John Stuart Mill on the need for limited government and political rights to prevent the “king of the vultures” and his “minor harpies” in the government from preying on the people (1859)
Found in: The Collected Works of John Stuart Mill, Volume XVIII - Essays on Politics and Society Part I
2009 marked the 150th anniversary of the publication of John Stuart Mill’s On Liberty (1859), one of the key texts in 19th century classical liberal thought. In the second paragraph of this work, Mill states that societies need a system of legal and political rights and constitutional checks and balances in order to prevent the stronger, the "innumerable vultures" and their allied "minor harpies", from oppressing ordinary people in a perpetual struggle between "Liberty and Authority":
Politics & Liberty
To prevent the weaker members of the community from being preyed upon by innumerable vultures, it was needful that there should be an animal of prey stronger than the rest, commissioned to keep them down.
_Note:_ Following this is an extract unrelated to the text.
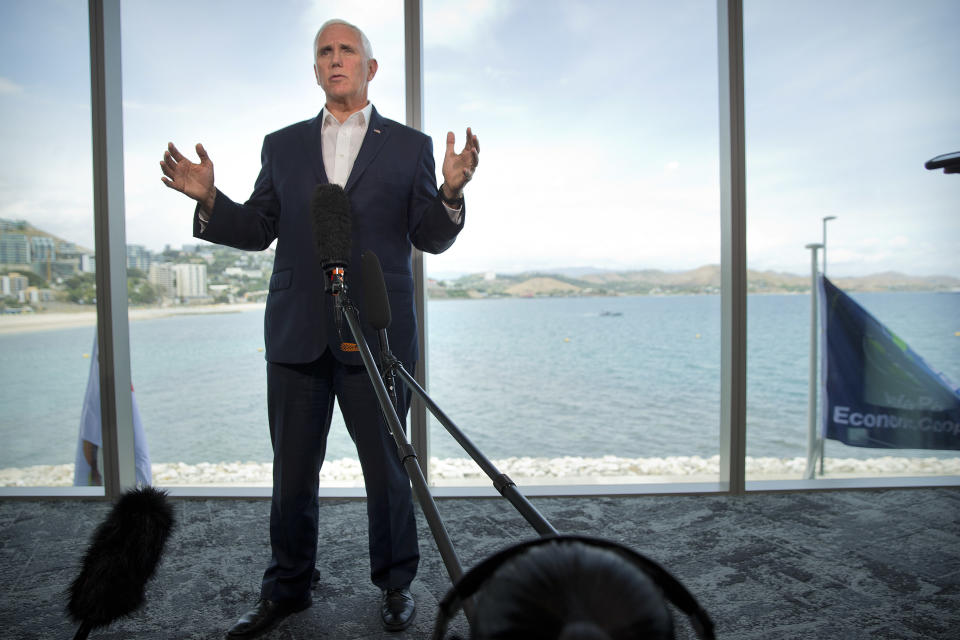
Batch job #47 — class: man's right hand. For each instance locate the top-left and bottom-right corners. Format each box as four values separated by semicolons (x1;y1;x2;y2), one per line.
160;142;217;213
But as the king of the vultures would be no less bent upon preying on the flock than any of the minor harpies, it was indispensable to be in a perpetual attitude of defence against his beak and claws. The aim, therefore, of patriots was to set limits to the power which the ruler should be suffered to exercise over the community; and this limitation was what they meant by liberty. It was attempted in two ways. First, by obtaining a recognition of certain immunities, called political liberties or rights, which it was to be regarded as a breach of duty in the ruler to infringe, and which, if he did infringe, specific resistance, or general rebellion, was held to be justifiable. A second, and generally a later expedient, was the establishment of constitutional checks, by which the consent of the community, or of a body of some sort, supposed to represent its interests, was made a necessary condition to some of the more important acts of the governing power.